Money In Politics--Tim Gill
Imagine if the following biographical sketch referred to a Christian, conservative businessperson's influence on Colorado politics:
Tim Gill, the 53-year-old founder of the desktop software firm Quark, became a force in Colorado politics two years ago when he and three other wealthy residents spent $2 million to help install a Democratic majority in both houses of the state legislature for the first time in decades.The focus should not be on Gill himself, or his specific issues. He is an ordinary citizen and entitled not only to his opinions on issues that affect him and those around him but also perfectly free to support those opinions with campaign donations and political backing. The fact that he is politically liberal seems to excuse the inordinate amount of control via spending power that one person can wield on a small political scene. In other words, a George Soros for Colorado.
This year, Gill has dropped almost $5 million so far on state election campaigns - more than any other individual in Colorado.
Nearly half that amount has gone to the group sponsoring Referendum I, the Nov. 7 ballot initiative that would allow gay couples to register as domestic partners and obtain many rights and responsibilities given to married couples.

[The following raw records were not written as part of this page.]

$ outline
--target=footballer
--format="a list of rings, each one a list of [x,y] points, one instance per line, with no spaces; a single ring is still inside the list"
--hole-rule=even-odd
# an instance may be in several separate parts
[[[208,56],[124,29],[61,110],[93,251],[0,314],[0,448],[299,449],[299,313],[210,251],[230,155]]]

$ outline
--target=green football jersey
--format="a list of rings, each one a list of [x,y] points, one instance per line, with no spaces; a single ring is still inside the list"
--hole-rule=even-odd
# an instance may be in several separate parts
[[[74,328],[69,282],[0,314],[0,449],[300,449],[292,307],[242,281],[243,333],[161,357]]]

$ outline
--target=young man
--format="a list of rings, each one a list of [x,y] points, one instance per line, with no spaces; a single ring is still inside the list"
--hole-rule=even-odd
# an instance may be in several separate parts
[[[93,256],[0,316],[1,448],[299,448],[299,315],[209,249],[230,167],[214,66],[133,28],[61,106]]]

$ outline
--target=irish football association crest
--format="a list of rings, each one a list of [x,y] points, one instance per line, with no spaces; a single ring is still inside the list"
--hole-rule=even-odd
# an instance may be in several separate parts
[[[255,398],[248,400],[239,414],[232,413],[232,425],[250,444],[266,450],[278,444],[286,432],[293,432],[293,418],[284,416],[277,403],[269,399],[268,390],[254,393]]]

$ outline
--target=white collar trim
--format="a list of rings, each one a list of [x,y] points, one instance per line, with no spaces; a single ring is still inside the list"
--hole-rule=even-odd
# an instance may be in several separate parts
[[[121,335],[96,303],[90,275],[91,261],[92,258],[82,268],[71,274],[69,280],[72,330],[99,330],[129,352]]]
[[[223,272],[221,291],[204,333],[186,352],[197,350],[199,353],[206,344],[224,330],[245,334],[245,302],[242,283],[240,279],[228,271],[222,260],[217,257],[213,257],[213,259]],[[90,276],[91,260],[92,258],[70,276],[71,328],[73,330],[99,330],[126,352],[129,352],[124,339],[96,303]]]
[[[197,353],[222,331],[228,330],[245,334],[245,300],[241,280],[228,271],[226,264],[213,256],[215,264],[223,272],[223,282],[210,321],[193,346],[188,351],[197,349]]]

The rest was given mostly to independent political groups that support Democrats - including gubernatorial candidate Bill Ritter, congressional candidates Ed Perlmutter and Angie Paccione and numerous state legislative hopefuls.
"I have never seen in Colorado politics in the 30-some odd years where I've been active . . . any individual involved to the degree that Tim Gill is," said political consultant Katy Atkinson, a registered Republican who works with both sides of the aisle on ballot measures.
"Should he choose to, he can shape any part of Colorado public policy he wants to."
Gill's personal philanthropy is laudable, but the story seems to blur the line between private philanthropy and political campaign contributions, which regardless of intentions on either the part of the giver or the recipient is not philanthropy but simply power politics. Prominent wealthy conservatives rarely receive positive recognition of their contributions, and in fact are usually demonized when they put their money behind ballot initiatives or political candidates as the "special interests" that liberals get so worked-up about each election cycle. Apparently Gill does not represent a "special interest" but rather good-natured Colorado philanthropy and largesse. Should Colorado's future be decided by a handful of extremely wealthy and extremely liberal individuals like Gill? Under the cover of campaign finance reform and the infamous 527s it spawned, it sure looks like it will.